Mas é bom ter cuidado 

Quem anda sem destino 

Pode pegar trem errado 

Um trem de pés pra cima

É um trem descarrilado


Marinho:


Pacato de bom papo 

Detestava confusão 

De briga ele fugia 

Sem nem topar discussão 

Porém um dia foi preso 

E atirado na prisão 


Oliveira:


Fora vítima de quem?

E qual a acusação?

Quem seria seu carrasco

Alguém da Inquisição?

Ou um maluco qualquer

Sem rumo, sem direção?


Marinho:


Agora o que fazer 

Ali encarcerado 

Que nem um preso qualquer 

Depois de condenado?

Fugir, tinha de fugir 

Pra não ser crucificado 


Oliveira:


Pra isso fez um plano 

Pra lá de bem bolado 

Furar uma parede 

Subir lá no telhado 

E pronto!
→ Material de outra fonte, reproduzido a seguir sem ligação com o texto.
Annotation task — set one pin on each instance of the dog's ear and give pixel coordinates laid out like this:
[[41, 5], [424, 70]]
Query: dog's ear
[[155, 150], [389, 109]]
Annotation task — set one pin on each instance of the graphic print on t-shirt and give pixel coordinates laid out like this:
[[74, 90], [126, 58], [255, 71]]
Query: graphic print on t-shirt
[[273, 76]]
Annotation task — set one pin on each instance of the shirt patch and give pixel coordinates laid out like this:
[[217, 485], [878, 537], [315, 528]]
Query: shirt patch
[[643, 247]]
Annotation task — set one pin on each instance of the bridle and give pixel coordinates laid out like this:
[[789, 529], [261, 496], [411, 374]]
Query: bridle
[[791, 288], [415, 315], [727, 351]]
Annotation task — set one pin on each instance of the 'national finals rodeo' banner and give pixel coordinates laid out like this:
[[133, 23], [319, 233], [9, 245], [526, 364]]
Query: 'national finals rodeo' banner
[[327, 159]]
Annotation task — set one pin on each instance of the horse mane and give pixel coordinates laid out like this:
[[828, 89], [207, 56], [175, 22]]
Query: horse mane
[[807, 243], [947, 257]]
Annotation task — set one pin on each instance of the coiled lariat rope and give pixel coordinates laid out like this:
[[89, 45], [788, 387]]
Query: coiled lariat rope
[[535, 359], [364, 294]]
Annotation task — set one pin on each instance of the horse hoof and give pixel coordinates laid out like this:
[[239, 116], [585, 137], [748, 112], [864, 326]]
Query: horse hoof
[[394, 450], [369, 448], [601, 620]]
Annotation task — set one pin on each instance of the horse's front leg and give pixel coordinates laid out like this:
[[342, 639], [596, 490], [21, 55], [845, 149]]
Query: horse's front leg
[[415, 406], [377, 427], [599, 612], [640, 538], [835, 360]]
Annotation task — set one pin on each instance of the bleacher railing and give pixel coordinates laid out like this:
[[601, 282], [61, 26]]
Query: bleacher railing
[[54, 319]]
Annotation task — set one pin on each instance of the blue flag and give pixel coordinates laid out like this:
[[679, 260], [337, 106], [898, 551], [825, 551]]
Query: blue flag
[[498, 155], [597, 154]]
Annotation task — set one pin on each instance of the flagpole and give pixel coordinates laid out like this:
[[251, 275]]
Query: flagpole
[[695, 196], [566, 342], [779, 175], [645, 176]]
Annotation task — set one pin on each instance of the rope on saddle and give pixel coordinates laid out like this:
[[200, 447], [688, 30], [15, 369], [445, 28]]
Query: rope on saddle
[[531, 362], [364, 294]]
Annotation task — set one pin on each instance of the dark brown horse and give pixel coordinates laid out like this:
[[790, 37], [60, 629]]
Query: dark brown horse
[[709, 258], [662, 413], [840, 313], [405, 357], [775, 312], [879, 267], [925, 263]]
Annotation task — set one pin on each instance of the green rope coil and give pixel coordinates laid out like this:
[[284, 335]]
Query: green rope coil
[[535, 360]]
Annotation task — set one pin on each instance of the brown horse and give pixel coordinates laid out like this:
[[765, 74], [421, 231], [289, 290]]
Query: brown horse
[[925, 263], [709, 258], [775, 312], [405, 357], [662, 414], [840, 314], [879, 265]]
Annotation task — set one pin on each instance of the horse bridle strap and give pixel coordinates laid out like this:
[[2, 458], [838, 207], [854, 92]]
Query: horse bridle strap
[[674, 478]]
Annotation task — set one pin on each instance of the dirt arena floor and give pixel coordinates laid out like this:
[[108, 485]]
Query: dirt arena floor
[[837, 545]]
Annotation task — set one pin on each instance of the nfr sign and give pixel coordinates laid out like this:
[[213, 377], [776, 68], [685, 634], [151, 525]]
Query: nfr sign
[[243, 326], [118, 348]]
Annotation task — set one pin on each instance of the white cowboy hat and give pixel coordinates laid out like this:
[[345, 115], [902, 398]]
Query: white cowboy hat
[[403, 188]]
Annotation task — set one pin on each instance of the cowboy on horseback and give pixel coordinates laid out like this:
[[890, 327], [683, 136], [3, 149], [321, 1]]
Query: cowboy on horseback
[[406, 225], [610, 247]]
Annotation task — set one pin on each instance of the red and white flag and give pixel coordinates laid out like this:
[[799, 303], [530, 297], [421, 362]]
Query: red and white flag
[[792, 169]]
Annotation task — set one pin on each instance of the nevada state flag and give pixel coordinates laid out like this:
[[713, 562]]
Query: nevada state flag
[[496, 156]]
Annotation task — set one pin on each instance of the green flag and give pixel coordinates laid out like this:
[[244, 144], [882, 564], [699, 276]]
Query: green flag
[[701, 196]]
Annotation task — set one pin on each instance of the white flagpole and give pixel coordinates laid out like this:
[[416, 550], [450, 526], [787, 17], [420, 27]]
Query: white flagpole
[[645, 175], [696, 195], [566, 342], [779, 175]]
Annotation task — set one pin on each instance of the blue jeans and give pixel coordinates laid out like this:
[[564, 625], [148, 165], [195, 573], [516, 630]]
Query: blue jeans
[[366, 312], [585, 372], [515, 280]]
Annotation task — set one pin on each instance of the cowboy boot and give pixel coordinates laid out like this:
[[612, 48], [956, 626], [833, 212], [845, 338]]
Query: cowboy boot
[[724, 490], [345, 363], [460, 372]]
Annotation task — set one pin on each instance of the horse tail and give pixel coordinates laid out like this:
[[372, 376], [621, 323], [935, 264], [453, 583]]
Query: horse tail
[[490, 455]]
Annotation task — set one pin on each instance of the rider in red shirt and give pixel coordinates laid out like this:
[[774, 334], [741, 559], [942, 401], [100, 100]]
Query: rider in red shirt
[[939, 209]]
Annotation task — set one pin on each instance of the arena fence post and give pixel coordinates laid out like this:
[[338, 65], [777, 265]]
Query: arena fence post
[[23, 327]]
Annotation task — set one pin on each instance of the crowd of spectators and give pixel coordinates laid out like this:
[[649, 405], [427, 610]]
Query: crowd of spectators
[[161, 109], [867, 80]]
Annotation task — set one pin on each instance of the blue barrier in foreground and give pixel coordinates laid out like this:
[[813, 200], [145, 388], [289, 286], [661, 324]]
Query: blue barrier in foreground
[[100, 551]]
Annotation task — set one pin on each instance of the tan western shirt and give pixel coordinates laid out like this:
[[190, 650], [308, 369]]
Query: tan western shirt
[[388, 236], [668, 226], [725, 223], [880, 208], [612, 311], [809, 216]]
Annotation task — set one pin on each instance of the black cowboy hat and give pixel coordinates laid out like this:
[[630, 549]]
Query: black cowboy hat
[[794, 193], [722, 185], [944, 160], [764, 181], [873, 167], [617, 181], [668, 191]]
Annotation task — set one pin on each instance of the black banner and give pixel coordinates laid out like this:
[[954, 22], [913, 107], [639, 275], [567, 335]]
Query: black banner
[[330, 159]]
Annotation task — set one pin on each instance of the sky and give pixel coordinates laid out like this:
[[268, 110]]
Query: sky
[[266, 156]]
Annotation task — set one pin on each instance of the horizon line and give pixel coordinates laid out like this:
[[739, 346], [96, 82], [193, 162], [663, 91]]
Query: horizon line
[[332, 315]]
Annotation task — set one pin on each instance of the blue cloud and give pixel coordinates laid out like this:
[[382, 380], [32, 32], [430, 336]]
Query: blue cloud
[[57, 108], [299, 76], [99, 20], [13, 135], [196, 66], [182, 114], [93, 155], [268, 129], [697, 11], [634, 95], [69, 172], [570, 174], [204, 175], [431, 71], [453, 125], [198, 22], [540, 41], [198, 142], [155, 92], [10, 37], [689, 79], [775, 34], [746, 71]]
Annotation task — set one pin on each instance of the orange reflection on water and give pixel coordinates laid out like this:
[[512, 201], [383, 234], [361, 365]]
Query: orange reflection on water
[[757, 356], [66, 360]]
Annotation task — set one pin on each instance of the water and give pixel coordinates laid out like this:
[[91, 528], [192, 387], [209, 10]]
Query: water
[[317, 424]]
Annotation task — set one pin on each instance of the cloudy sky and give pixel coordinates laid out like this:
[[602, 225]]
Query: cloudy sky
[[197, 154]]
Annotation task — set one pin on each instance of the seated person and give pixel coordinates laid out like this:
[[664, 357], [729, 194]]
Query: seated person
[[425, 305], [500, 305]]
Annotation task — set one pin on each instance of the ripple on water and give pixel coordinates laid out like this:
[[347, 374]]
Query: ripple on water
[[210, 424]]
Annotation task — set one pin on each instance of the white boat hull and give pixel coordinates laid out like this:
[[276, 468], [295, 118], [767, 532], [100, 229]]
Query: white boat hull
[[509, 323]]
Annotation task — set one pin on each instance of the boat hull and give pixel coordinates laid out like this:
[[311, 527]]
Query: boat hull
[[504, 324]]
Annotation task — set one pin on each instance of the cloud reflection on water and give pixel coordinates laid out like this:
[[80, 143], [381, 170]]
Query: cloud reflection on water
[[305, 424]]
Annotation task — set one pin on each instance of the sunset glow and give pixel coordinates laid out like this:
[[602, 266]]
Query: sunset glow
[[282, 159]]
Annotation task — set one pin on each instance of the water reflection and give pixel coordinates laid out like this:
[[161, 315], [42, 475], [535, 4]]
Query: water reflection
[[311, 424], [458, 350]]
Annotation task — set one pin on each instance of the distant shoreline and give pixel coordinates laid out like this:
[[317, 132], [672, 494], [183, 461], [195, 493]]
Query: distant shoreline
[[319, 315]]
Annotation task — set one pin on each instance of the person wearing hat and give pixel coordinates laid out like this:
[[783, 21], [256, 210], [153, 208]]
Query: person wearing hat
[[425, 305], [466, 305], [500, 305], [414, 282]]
Estava livre 

Que nem um ser alado 


Marinho:


Muita coisa ele fez 

Até mesmo por compulsão 

Estudou e aprendeu 

A arte da tradução 

Não à toa encantou-se 

Com Homero e Platão 


Oliveira:


Teve tempo pra ouvir 

Muito tempo para ler 

Escutando aprendeu 

A cultura do saber 

Seguindo essa trilha 

Completou-se no prazer 


Marinho:


Traduziu Ilíada 

Para italianos 

Livro trata da guerra 

Entre gregos e troianos 

Que começou com um rapto 

E durou mais de dez anos 


Oliveira:


Aprendeu tudo que quis 

No belo campo da cultura 

Leu Dante, Camões e Sade 

Mestres da literatura 

Porém ele aprendeu 

A viver com pica dura


Marinho:


Tinha sorte no amor 

E no jogo tinha azar 

Não sabendo o que fazer 

Ajoelhou-se pra rezar 

Seu destino era perder 

Muitíssimo antes de ganhar 


Oliveira:


Morreu longe de casa

Esquecido sem ninguém 

Distante das mulheres 

E dos seus filhos também 

No jogo perdeu tudo 

Um por um cada vintém 


Zé da Luz:


Atenção chegou agora 

Direto de São Salvador 

Gregório de Matos e Guerra

Inspirado cantador 

Que hoje já é lenda 

Como grande pegador!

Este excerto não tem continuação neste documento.